26The applicant also briefly mentioned that the respondent provided boilerplate requests for the OCF-3. The applicant did not make any further submissions on this point. It is unclear what the applicant is trying to argue. The applicant failed to explain what the implications of a boilerplate requests for the OCF-3 are and why that is something that the Tribunal should take into consideration. There was no case law submitted on this point. Nor did he submit the requests for the OCF-3 into evidence. As such, I cannot make a finding on this point.
Relief from forfeiture
27The applicant submits that relief from forfeiture may be at issue. The applicant did not clearly articulate this argument and relied on J.V. v. TD Insurance Meloche Monnex(“J.V.”), 2019 CanLII 110091 (ON LAT) which does not support his position.
28The respondent submits that the Tribunal does not have the jurisdiction to grant equitable relief pursuant to section 129 of the Insurance Act, R.S.O. 1990 (the “Act”). The respondent relies on Dooley v Aviva General Insurance (“Dooley”), 2021 CanLII 111189 (ON LAT), V.A.D. v Intact Insurance Company (“V.A.D.”), 2020 CanLII 47710 (ON LAT) and Harsanyi v. The Co-operators General Insurance Company (“Harsanyi”), 2021 CanLII 35592 (ON LAT).

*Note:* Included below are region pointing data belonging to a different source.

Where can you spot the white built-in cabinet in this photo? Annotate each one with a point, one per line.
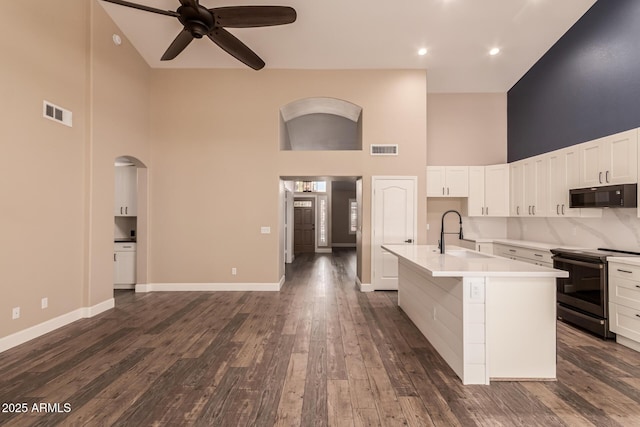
(488, 190)
(624, 302)
(535, 186)
(563, 172)
(527, 187)
(447, 181)
(124, 263)
(610, 160)
(126, 184)
(539, 186)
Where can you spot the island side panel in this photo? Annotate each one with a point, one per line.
(521, 328)
(434, 305)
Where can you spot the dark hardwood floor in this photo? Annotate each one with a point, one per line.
(317, 353)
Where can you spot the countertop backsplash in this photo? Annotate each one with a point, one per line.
(616, 229)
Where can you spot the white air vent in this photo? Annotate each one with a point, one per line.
(384, 149)
(57, 114)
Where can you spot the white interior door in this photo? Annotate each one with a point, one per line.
(394, 213)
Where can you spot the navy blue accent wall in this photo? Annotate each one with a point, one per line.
(585, 87)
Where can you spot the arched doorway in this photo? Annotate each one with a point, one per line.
(130, 223)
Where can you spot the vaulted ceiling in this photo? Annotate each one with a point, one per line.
(375, 34)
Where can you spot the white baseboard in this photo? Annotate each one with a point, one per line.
(364, 287)
(209, 287)
(40, 329)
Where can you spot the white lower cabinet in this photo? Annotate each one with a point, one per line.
(624, 302)
(124, 263)
(540, 257)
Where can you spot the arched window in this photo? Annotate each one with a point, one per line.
(314, 124)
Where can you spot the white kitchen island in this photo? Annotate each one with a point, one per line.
(490, 318)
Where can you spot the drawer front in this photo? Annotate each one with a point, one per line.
(624, 271)
(505, 251)
(625, 321)
(538, 256)
(125, 247)
(524, 254)
(625, 292)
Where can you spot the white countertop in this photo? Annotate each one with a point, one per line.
(469, 264)
(630, 260)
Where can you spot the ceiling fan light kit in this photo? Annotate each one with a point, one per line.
(198, 22)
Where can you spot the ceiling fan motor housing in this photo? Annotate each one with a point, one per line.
(199, 22)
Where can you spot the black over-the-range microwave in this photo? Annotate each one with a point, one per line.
(609, 196)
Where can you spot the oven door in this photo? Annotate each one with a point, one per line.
(585, 288)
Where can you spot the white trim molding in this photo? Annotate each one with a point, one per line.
(364, 287)
(40, 329)
(209, 287)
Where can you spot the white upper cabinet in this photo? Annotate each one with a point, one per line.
(535, 186)
(516, 189)
(488, 190)
(563, 172)
(447, 181)
(126, 191)
(610, 160)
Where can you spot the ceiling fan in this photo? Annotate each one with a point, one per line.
(199, 21)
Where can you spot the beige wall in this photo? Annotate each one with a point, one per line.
(57, 182)
(465, 129)
(119, 102)
(217, 163)
(42, 203)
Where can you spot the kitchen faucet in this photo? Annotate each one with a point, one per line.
(442, 233)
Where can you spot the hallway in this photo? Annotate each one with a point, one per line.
(317, 353)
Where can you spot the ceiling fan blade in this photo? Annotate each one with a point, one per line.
(253, 16)
(190, 3)
(234, 47)
(179, 43)
(143, 7)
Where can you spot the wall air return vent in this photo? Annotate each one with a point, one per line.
(384, 149)
(57, 114)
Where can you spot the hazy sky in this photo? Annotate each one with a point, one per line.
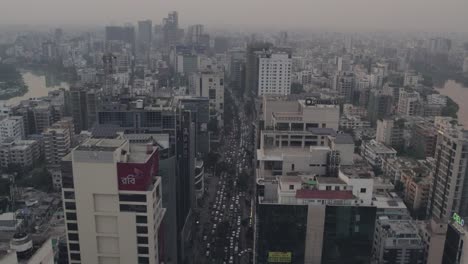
(430, 15)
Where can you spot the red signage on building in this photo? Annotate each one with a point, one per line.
(137, 176)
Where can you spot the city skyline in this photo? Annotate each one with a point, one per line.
(361, 15)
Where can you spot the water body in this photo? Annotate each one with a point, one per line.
(39, 85)
(459, 95)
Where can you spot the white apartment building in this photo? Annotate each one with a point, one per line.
(437, 99)
(274, 73)
(408, 103)
(449, 189)
(11, 127)
(210, 84)
(19, 152)
(112, 200)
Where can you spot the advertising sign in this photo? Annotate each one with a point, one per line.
(137, 176)
(279, 257)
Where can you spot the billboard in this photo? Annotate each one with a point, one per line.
(279, 257)
(137, 176)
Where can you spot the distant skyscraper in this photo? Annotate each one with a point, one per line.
(194, 34)
(125, 34)
(145, 34)
(170, 27)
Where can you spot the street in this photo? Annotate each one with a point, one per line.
(224, 229)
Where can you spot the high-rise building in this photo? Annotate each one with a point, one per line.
(11, 127)
(57, 144)
(409, 103)
(194, 33)
(170, 28)
(210, 84)
(456, 242)
(125, 34)
(112, 200)
(83, 107)
(391, 132)
(251, 68)
(380, 105)
(397, 241)
(344, 83)
(274, 73)
(449, 189)
(144, 40)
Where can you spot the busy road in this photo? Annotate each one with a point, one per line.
(224, 227)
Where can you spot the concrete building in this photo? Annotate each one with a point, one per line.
(380, 105)
(299, 115)
(456, 242)
(23, 153)
(397, 241)
(57, 144)
(416, 185)
(375, 152)
(11, 127)
(112, 202)
(449, 193)
(433, 235)
(344, 83)
(411, 79)
(424, 138)
(409, 103)
(437, 99)
(391, 132)
(274, 73)
(298, 218)
(210, 84)
(23, 250)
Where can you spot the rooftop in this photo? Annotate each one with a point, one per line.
(96, 144)
(317, 194)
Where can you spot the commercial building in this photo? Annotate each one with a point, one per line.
(375, 152)
(112, 202)
(23, 153)
(344, 82)
(397, 241)
(57, 144)
(409, 103)
(274, 73)
(310, 219)
(282, 113)
(437, 99)
(449, 193)
(11, 127)
(380, 105)
(210, 84)
(456, 242)
(391, 132)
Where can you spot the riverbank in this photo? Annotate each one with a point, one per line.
(458, 93)
(11, 82)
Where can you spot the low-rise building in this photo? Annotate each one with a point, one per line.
(397, 241)
(375, 153)
(19, 152)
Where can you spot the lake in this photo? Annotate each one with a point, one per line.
(459, 95)
(38, 86)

29I am persuaded by the respondent’s position. Section 129 of the Act provides that:
Where there has been imperfect compliance with a statutory condition as to the proof of loss to be given by the insured or other matter or thing required to be done or omitted by the insured with respect to the loss and a consequent forfeiture or avoidance of the insurance in whole or in part and the court considers it inequitable that the insurance should be forfeited or avoided on that ground, the court may relieve against the forfeiture or avoidance on such terms as it considers just.
30I do not find that section 129 of the Act is available for me to use as an adjudicator at the Tribunal. Section 129 uses the word “court”. The Tribunal is not a court. I interpret this to mean that the legislature did not intend for section 129 to be available to the Tribunal as court is explicitly noted while Tribunal is not. It should also be noted that the Tribunal in J.V. was unsure as to whether section 129 confers jurisdiction on the Tribunal to grant equitable relief in the context of claims application requirements prescribed by the Schedule.

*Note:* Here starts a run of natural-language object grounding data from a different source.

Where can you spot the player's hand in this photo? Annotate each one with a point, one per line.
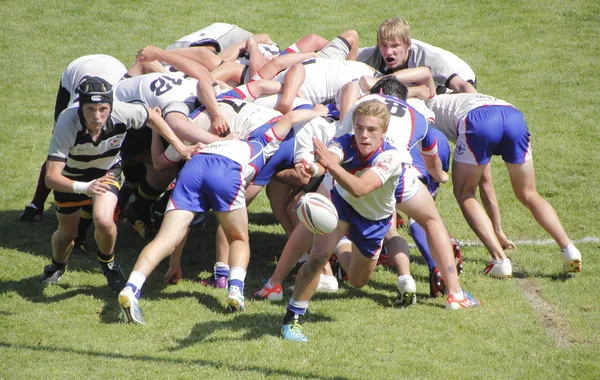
(321, 110)
(231, 136)
(101, 185)
(505, 243)
(324, 156)
(173, 275)
(219, 125)
(187, 151)
(366, 83)
(444, 177)
(303, 168)
(149, 53)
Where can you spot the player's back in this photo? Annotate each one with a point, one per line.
(450, 109)
(157, 89)
(324, 77)
(243, 117)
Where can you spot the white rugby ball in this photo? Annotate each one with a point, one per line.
(317, 213)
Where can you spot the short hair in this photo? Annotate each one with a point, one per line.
(394, 28)
(373, 108)
(390, 85)
(94, 90)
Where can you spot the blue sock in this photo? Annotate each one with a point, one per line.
(221, 272)
(136, 292)
(238, 283)
(297, 307)
(418, 234)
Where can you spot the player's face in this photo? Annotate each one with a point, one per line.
(96, 114)
(368, 134)
(394, 53)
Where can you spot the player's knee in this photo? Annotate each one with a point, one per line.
(351, 36)
(104, 223)
(358, 281)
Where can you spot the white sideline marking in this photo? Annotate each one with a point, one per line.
(529, 242)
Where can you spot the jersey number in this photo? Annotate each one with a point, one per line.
(396, 109)
(162, 85)
(236, 107)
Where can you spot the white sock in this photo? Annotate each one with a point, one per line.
(137, 279)
(459, 296)
(237, 273)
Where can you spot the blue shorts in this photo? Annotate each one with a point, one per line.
(282, 159)
(493, 130)
(209, 181)
(444, 154)
(367, 235)
(408, 184)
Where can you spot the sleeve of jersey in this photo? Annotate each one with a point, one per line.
(440, 69)
(335, 147)
(387, 165)
(63, 139)
(304, 145)
(428, 146)
(136, 115)
(271, 142)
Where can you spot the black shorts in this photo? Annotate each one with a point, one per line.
(68, 203)
(137, 142)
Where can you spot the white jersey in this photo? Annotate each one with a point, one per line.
(223, 34)
(243, 117)
(443, 64)
(95, 65)
(157, 89)
(406, 128)
(303, 137)
(271, 101)
(451, 109)
(386, 162)
(324, 77)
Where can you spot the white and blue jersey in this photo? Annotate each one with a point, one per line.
(216, 177)
(370, 215)
(482, 126)
(407, 128)
(386, 162)
(297, 145)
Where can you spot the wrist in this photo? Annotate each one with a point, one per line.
(313, 169)
(81, 187)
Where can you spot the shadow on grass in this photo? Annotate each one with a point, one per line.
(158, 359)
(254, 326)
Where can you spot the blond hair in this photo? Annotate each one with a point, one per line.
(373, 108)
(394, 28)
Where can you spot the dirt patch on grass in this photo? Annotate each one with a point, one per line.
(554, 323)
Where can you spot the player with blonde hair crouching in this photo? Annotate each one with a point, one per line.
(367, 171)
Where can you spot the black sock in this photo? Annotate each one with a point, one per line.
(105, 258)
(59, 265)
(290, 316)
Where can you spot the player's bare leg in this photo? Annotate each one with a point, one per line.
(466, 177)
(422, 209)
(522, 178)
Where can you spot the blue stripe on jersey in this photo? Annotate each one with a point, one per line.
(352, 161)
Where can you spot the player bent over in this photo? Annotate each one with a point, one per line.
(365, 202)
(84, 166)
(483, 126)
(213, 179)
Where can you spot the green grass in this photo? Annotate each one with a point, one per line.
(540, 56)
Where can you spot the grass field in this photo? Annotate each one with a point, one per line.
(541, 56)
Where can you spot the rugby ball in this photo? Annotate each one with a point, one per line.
(317, 213)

31Moreover, I am persuaded by the Tribunal’s decision in Dooley where it was found that the limitations under section 122 of the Act must also be considered and read in conjunction with section 280(4) of the Act. Section 122 establishes the following restriction in relation to specific forms of insurance that are not subject to the “Part” of the Act that includes section 129 [emphasis added]:
Except where otherwise provided and where not inconsistent with other provisions of this Act, this Part applies to every contract of insurance made in Ontario, other than contracts of,
(a) accident and sickness insurance;
(b) life insurance; and
(c) marine insurance.
32Section 280(4) states that “the dispute shall be resolved in accordance with the Statutory Accident Benefits Schedule.” As in paragraph 23 in Dooley, by granting the Tribunal exclusive jurisdiction over accident benefit disputes under section 280(2), and then stating that these disputes must be “resolved in accordance with” the Schedule through section 280(4), I agree that section 129 is “inconsistent” with these provisions. As such, I am not satisfied that section 129 applies to accident benefits disputes before the Tribunal.
ORDER
33The applicant is statute-barred from proceeding with his application before the Tribunal under section 55 because he did not comply with the timelines in sections 32(5) and 36(2).